TLS and other protocols in this space do very little public key crypto, during
a "handshake" phase when they also check everybody is agreed about how the
protocol will work and set other parameters, they pick symmetric keys (often
two each, it could just one each, and it might be more) and then most of the
actual content is handled with just symmetric encryption.

The handshake phase is complicated, whereas the symmetric crypto is very
simple. There's also a bunch more policy decisions in the handshake phase, and
the Linux kernel tries not to do policy. For example, when your browser
connects to a site and there's a problem it often has an "override" feature
you can use to connect anyway, if the policy deciding whether to allow
connections was in the kernel... too bad?

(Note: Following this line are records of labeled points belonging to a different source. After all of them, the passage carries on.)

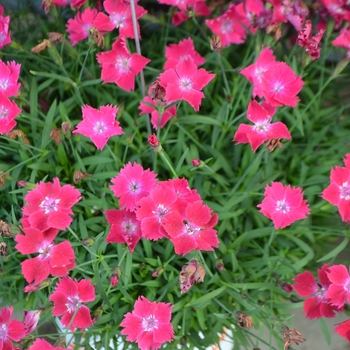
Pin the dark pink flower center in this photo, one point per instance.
(185, 84)
(73, 303)
(227, 26)
(100, 128)
(262, 126)
(45, 249)
(118, 19)
(128, 226)
(344, 191)
(49, 205)
(122, 64)
(149, 323)
(3, 112)
(3, 331)
(282, 206)
(160, 212)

However this "SSA" does almost everything on the kernel side, at least from
the point of view of the application.

It also, and I can't tell how serious they were about this, says it offers the
just published TLS 1.3 including 0RTT.

In a way TLS 1.3 is simpler than previous versions, so that makes sense, but
it does also add some brand new twists, and more cautious implementations
(e.g. in Chrome) don't do 0RTT while they wait to decide how to approach it
since it has exciting security properties.

This paper takes those exciting properties a bit more casually than I'm
comfortable with. What's _supposed_ to happen here is that protocols on top of
TLS (e.g. HTTPS) figure out whether 0RTT is something they'll handle and if so
how best to do so. What's definitely NOT safe is to just go "Eh, who cares?"
and do 0RTT but treat it the same as the non-0RTT case silently.